Abstract

Arrhythmogenic right ventricular cardiomyopathy (ARVC) is a clinically heterogeneous disease for which guidelines recommend a one-size-fits-all screening approach to monitor at-risk relatives. Prioritizing relatives on their predicted probability of definite ARVC development could ensure that low-risk people are not unnecessarily followed-up, while resources can be allocated to more frequently monitor high-risk relatives. Determine the probability of definite ARVC diagnosis, identify predictors of new TFC development, and describe the incidence of ventricular arrhythmias (VA) among at-risk relatives of ARVC probands. We included all relatives without definite ARVC diagnosis by 2010 Task Force Criteria (TFC) referred to our center for family screening. Demographics, symptoms and multi-generation pedigrees were ascertained. Relatives underwent electrocardiogram, Holter monitor, and cardiac imaging at baseline and follow-up.
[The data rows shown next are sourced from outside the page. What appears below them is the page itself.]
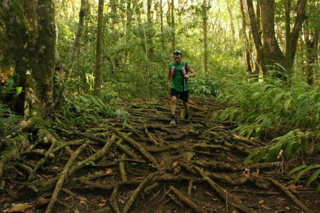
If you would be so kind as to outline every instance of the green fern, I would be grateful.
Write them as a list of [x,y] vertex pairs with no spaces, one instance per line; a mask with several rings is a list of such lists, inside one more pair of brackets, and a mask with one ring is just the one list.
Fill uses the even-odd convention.
[[[299,173],[297,174],[297,176],[295,177],[294,179],[294,183],[296,183],[303,174],[309,172],[310,170],[313,170],[313,169],[317,169],[316,171],[313,172],[313,174],[309,177],[307,183],[306,183],[306,187],[310,187],[310,184],[315,180],[317,179],[318,177],[320,177],[320,164],[312,164],[312,165],[301,165],[301,166],[298,166],[294,169],[292,169],[290,172],[289,172],[289,175],[292,175],[293,173],[295,172],[298,172]],[[320,192],[320,184],[318,185],[317,187],[317,192]]]
[[273,139],[272,145],[255,149],[244,161],[249,163],[258,163],[264,159],[265,162],[274,162],[277,160],[279,153],[283,150],[283,157],[289,159],[295,156],[298,152],[308,148],[308,138],[312,136],[309,132],[302,132],[300,130],[293,130],[286,135]]

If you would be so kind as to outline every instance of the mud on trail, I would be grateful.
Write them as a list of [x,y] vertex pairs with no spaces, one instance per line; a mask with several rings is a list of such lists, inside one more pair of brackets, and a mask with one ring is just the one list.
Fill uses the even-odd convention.
[[129,124],[100,118],[82,129],[39,131],[6,166],[1,212],[320,212],[316,185],[287,176],[301,159],[245,165],[263,143],[213,122],[223,108],[217,101],[192,97],[189,121],[178,102],[176,126],[168,106],[167,98],[139,99],[121,105]]

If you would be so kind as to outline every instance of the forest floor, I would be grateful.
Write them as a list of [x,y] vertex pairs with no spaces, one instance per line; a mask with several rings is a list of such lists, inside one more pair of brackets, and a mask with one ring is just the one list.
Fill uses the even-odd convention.
[[304,188],[287,175],[319,157],[244,164],[265,143],[237,136],[236,124],[212,121],[223,108],[214,98],[191,97],[189,121],[178,101],[175,126],[168,98],[119,105],[129,124],[101,118],[96,126],[38,133],[46,140],[6,167],[0,211],[320,212],[319,181]]

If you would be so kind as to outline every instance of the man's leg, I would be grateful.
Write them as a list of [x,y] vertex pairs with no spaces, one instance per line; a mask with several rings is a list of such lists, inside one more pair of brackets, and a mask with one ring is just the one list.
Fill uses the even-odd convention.
[[176,103],[177,103],[177,97],[171,96],[171,102],[170,102],[170,112],[171,115],[174,116],[176,113]]
[[189,92],[188,91],[183,92],[181,99],[183,101],[183,106],[185,111],[184,119],[189,120]]
[[176,104],[177,104],[177,91],[175,89],[171,89],[171,101],[170,101],[170,112],[171,112],[171,122],[170,124],[176,124]]
[[183,102],[185,115],[189,115],[189,102]]

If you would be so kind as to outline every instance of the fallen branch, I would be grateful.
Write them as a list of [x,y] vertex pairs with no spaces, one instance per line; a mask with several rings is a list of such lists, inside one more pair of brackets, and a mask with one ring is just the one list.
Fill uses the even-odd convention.
[[141,144],[137,143],[132,138],[129,138],[128,136],[124,135],[116,128],[112,126],[108,126],[108,127],[112,129],[119,137],[123,138],[125,141],[129,142],[134,148],[139,150],[143,156],[145,156],[151,163],[153,163],[153,165],[157,168],[158,172],[160,174],[163,174],[163,170],[158,164],[157,160],[147,150],[145,150]]
[[35,177],[38,169],[47,161],[47,159],[52,154],[55,145],[57,144],[57,139],[53,135],[51,135],[51,133],[49,133],[49,132],[47,132],[45,130],[41,131],[41,132],[39,130],[38,135],[39,135],[39,138],[38,138],[39,141],[43,140],[45,143],[48,143],[50,141],[51,145],[50,145],[50,148],[49,148],[48,152],[45,154],[44,158],[39,160],[37,165],[34,167],[32,173],[28,177],[28,180],[32,180]]
[[119,189],[119,185],[115,185],[113,188],[113,192],[111,194],[111,197],[110,197],[110,206],[112,207],[112,209],[115,213],[121,213],[119,206],[118,206],[118,202],[117,202],[118,189]]
[[[121,157],[121,160],[125,160],[126,158],[126,154],[123,154],[122,157]],[[121,179],[122,179],[122,182],[127,182],[127,176],[126,176],[126,170],[124,168],[124,165],[125,163],[123,161],[121,161],[119,163],[119,172],[121,174]]]
[[141,190],[143,189],[144,185],[149,181],[152,180],[152,178],[156,175],[155,172],[150,173],[138,186],[138,188],[133,192],[133,194],[131,195],[130,199],[128,200],[128,202],[126,203],[123,212],[126,213],[129,211],[129,209],[131,208],[133,202],[135,201],[135,199],[138,197],[139,193],[141,192]]
[[284,185],[282,185],[281,183],[279,183],[278,181],[276,181],[273,178],[269,178],[269,177],[265,177],[263,178],[267,181],[270,181],[271,183],[273,183],[275,186],[277,186],[279,189],[281,189],[297,206],[299,206],[304,212],[306,213],[312,213],[313,211],[311,211],[306,205],[304,205],[303,203],[301,203]]
[[194,202],[192,202],[188,197],[182,194],[178,189],[174,188],[173,186],[169,187],[173,193],[175,193],[185,204],[187,204],[192,210],[195,212],[205,212],[204,209],[197,206]]
[[148,128],[147,128],[146,125],[144,125],[144,131],[145,131],[146,134],[148,135],[149,140],[150,140],[154,145],[158,145],[158,144],[159,144],[158,141],[156,141],[156,140],[154,139],[154,137],[152,136],[152,134],[149,133]]
[[225,189],[221,188],[213,180],[211,180],[210,177],[207,174],[205,174],[202,169],[200,169],[197,166],[193,166],[193,168],[203,177],[203,179],[205,179],[209,183],[209,185],[219,194],[219,196],[226,201],[226,203],[240,209],[243,212],[247,212],[247,213],[255,212],[253,209],[245,206],[239,198],[230,194]]

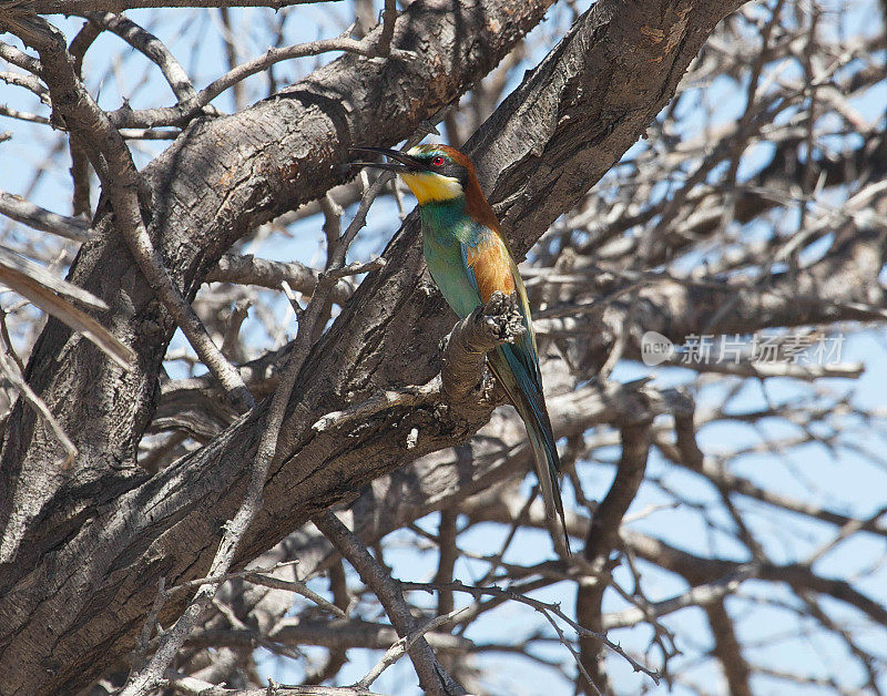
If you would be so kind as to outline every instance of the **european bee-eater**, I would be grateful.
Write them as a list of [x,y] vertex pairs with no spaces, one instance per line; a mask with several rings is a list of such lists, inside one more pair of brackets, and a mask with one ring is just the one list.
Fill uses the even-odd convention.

Subjects were divided by baseline clinical phenotype: “possible ARVC” (only genetic/familial predisposition) or “borderline ARVC” (one minor TFC criterion plus genetic/familial predisposition). A multi-state model was used to determine probability of definite ARVC development. VA (defined as sustained ventricular tachycardia, ICD therapy or aborted sudden cardiac death) was ascertained by record review. Overall, 78 relatives (50% male, age 22.2 (interquartile range (IQR) 14.8-40.9)) without definite ARVC diagnosis were included. At baseline, 54 (69%) had possible ARVC and 24 (31%) borderline ARVC. During 7.9 (IQR 4.2-10.8) years of follow-up, 42 (54%) relatives developed a new TFC criterion and 27 (35%) progressed towards definite ARVC. Siblings of the proband were at higher hazard of new TFC criterion development (hazard ratio 2.37, p=0.042), while having symptoms was associated with definite ARVC diagnosis (hazard ratio 2.87, p=0.009)(Table 1). Those with borderline ARVC had >10-fold higher probability of progressing to definite ARVC compared to those with possible ARVC (p<0.01)(Figure 1). Two relatives had a VA >9 years after definite ARVC diagnosis; no VA occurred in relatives without definite ARVC diagnosis. Symptomatic patients, siblings, and those with borderline ARVC have higher probability of developing definite ARVC. These patients will benefit from more frequent follow-up, while others may be monitored less often. VAs are rare among relatives without definite ARVC diagnosis.